The heartbreak I shared with Samantha in that conversation seemed genuine. And acute. I felt "abandoned" and "lost without him." That's why I don't understand—I can't imagine what motive I might possibly have had for wanting Noah to believe I was interested in another boy. 

He turns off the ignition. The engine coughs a few times before it concedes.

"What made you decide to start talking to me again?" I ask. "After the um, bad phone call."

Noah squints. Like he's trying to read my eyes through the dark sunglasses.

And maybe my question seems a little abrupt, because this is the first time I've spoken since my nervous breakdown in the school parking lot. I don't remember exactly what all I said to him then. Just that I was a ranting, sobbing mess. I guess I didn't realize how much I wanted Lindsay to be wrong about our parents' marital dysfunction. I needed to believe she was exaggerating—or flat out lying to me. Because that was easier to live with than the reality that not only are my parents considering a divorce, but they are working hard to hide it from me.

We're an entire family of liars now.

"I'm sorry," I say, taking off the glasses. My eyes are still a little sensitive but there are a ton of trees on this street, filtering the sunlight. "I didn't mean to be so dramatic."

"It was my fault," he says. "I shouldn't have been so blunt."

"How long have you known? I mean, I'm trying to ask when..." I shake my head. What am I trying to ask?

I take a breath. Exhale.

Okay. "After you got upset with me in the lunchroom, I told Samantha—in an IM conversation—the reason I asked you to come to my house. I wanted to talk about what was going on with my parents. I probably wanted your advice, right? Because your parents are divorced?"

Noah nods, but his face is kind of blank. Not in a zombie way, but like...maybe he's a little stunned by something I said?

"We started talking after you joined the swim team," he says, and his gaze shifts to something behind me. "Not right away, though. You were trying to act like everything was okay. Like it wasn't a huge deal that you quit running track. It didn't feel right not asking you what was going on. But you know, it didn't feel right to ask, either. So I ignored your fake smiles and just tried to..."

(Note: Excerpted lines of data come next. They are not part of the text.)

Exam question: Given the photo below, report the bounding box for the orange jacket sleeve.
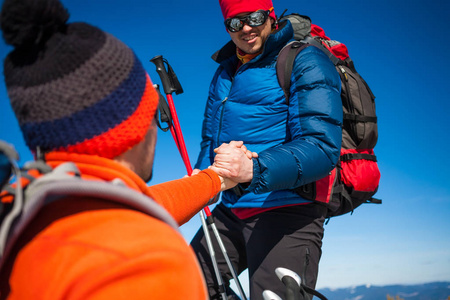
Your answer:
[148,169,221,225]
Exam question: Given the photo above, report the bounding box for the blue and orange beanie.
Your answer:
[0,0,158,158]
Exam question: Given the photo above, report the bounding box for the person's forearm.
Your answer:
[149,170,221,225]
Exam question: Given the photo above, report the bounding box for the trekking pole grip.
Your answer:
[150,55,176,95]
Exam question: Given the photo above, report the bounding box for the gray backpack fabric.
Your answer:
[276,14,381,217]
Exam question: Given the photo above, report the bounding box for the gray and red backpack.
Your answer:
[276,14,381,217]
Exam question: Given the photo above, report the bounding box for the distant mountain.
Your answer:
[314,282,450,300]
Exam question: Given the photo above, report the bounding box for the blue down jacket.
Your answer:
[195,21,342,208]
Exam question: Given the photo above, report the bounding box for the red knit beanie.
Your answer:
[219,0,276,20]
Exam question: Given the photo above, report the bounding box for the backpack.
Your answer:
[0,141,179,271]
[276,13,381,218]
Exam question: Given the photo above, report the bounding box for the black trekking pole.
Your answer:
[150,55,247,300]
[263,267,328,300]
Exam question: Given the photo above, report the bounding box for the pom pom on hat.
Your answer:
[0,0,159,158]
[219,0,276,20]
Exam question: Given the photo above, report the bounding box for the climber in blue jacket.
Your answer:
[191,0,343,300]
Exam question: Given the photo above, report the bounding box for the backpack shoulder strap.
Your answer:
[276,36,344,105]
[0,163,179,269]
[276,41,309,105]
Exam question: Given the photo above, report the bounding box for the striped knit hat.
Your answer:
[0,0,158,158]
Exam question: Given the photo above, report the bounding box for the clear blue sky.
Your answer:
[0,0,450,288]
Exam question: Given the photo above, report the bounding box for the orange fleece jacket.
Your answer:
[0,153,220,300]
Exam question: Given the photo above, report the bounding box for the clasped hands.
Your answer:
[192,141,258,190]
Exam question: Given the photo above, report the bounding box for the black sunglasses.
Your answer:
[225,8,273,32]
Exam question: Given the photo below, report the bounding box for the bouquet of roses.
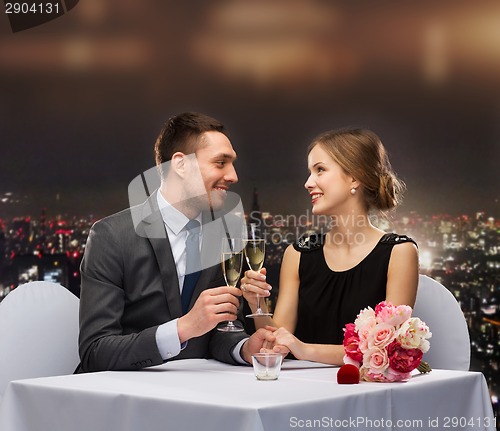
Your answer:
[343,301,432,382]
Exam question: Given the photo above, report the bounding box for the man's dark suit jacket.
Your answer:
[77,193,248,372]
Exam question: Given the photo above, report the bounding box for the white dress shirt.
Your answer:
[155,190,246,364]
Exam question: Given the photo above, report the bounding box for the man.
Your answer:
[79,113,270,372]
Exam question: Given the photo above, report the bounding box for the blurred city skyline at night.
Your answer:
[0,0,500,217]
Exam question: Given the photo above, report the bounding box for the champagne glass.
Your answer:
[245,223,273,317]
[217,238,243,332]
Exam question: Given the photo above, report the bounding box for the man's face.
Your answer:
[190,131,238,210]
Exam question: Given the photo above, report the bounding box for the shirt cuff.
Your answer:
[155,319,185,361]
[231,337,250,365]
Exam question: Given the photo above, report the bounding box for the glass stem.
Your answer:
[256,293,262,314]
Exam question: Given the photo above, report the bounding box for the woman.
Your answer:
[242,129,418,365]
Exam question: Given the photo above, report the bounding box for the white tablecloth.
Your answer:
[0,359,495,431]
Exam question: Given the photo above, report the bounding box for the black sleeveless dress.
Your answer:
[294,233,416,344]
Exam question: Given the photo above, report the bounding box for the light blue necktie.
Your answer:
[181,220,201,314]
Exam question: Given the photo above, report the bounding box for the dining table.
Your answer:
[0,359,496,431]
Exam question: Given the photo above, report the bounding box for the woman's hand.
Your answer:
[241,268,272,306]
[273,327,308,359]
[263,326,310,359]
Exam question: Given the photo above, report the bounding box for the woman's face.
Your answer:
[304,145,358,215]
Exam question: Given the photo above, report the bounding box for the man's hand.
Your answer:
[241,326,289,364]
[177,286,241,343]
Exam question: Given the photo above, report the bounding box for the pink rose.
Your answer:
[363,347,389,374]
[367,323,396,349]
[387,341,423,373]
[343,323,363,362]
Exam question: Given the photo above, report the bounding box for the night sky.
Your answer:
[0,0,500,218]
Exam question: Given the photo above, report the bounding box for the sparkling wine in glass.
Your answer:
[217,238,243,332]
[245,226,272,317]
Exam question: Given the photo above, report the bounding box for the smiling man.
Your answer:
[79,112,272,372]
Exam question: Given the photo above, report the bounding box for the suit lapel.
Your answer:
[143,192,182,319]
[184,213,222,309]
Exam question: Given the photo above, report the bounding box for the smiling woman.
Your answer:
[242,129,418,365]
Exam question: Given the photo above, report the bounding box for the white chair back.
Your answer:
[413,275,470,371]
[0,281,79,399]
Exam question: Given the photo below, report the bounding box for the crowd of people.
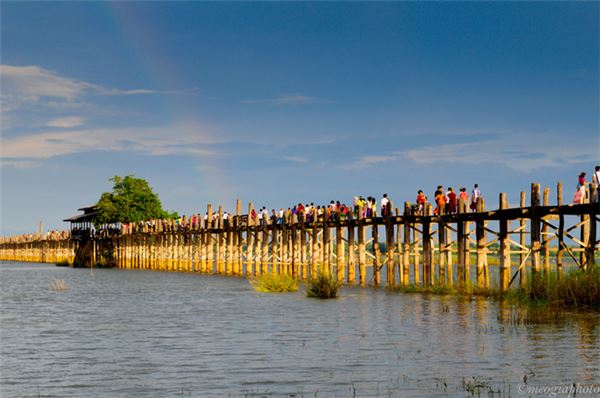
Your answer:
[413,184,481,215]
[0,230,71,243]
[2,166,600,242]
[573,166,600,204]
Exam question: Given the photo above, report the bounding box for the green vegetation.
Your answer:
[94,175,177,226]
[250,273,298,293]
[389,266,600,310]
[505,266,600,310]
[306,272,340,299]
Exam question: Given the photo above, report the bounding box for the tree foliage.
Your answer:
[95,175,176,225]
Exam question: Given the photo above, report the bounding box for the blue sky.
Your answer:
[0,2,600,234]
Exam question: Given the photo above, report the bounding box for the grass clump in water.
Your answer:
[506,266,600,309]
[250,273,298,293]
[306,272,340,299]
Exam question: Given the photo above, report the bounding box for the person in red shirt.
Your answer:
[448,187,457,214]
[417,190,427,215]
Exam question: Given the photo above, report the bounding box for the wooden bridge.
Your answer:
[0,183,600,290]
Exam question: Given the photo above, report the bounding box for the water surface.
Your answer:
[0,262,600,398]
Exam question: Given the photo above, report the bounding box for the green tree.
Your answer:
[95,175,177,225]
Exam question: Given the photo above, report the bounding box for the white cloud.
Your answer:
[0,65,197,112]
[0,65,98,102]
[242,94,332,105]
[281,156,308,163]
[342,134,598,172]
[0,159,40,169]
[46,116,85,129]
[2,124,218,161]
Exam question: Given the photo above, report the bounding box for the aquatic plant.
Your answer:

Noah's eyes touch briefly on mine and then drop to his hands, which are hovering, palms out. Like he's holding an imaginary ball. He shakes his head—meaning he can't explain, I guess, because he presses lips together and exhales a long sigh as his hands fall to his lap.

"It happened one day after swim practice," he says. "We ended up walking out to the parking lot at the same time and I could tell you'd been crying. That wasn't something I could ignore—I had to ask if you were all right. I was shocked as hell when you unloaded all that stuff about your parents arguing. I had no idea, Ally. When you invited me to your house that day..." His hands clench into fists. "I was a dumbass." 

"You're leaving something out," I say. "I don't understand why you reacted the way you did. Wasn't it like, a regular thing for you to come to my house?"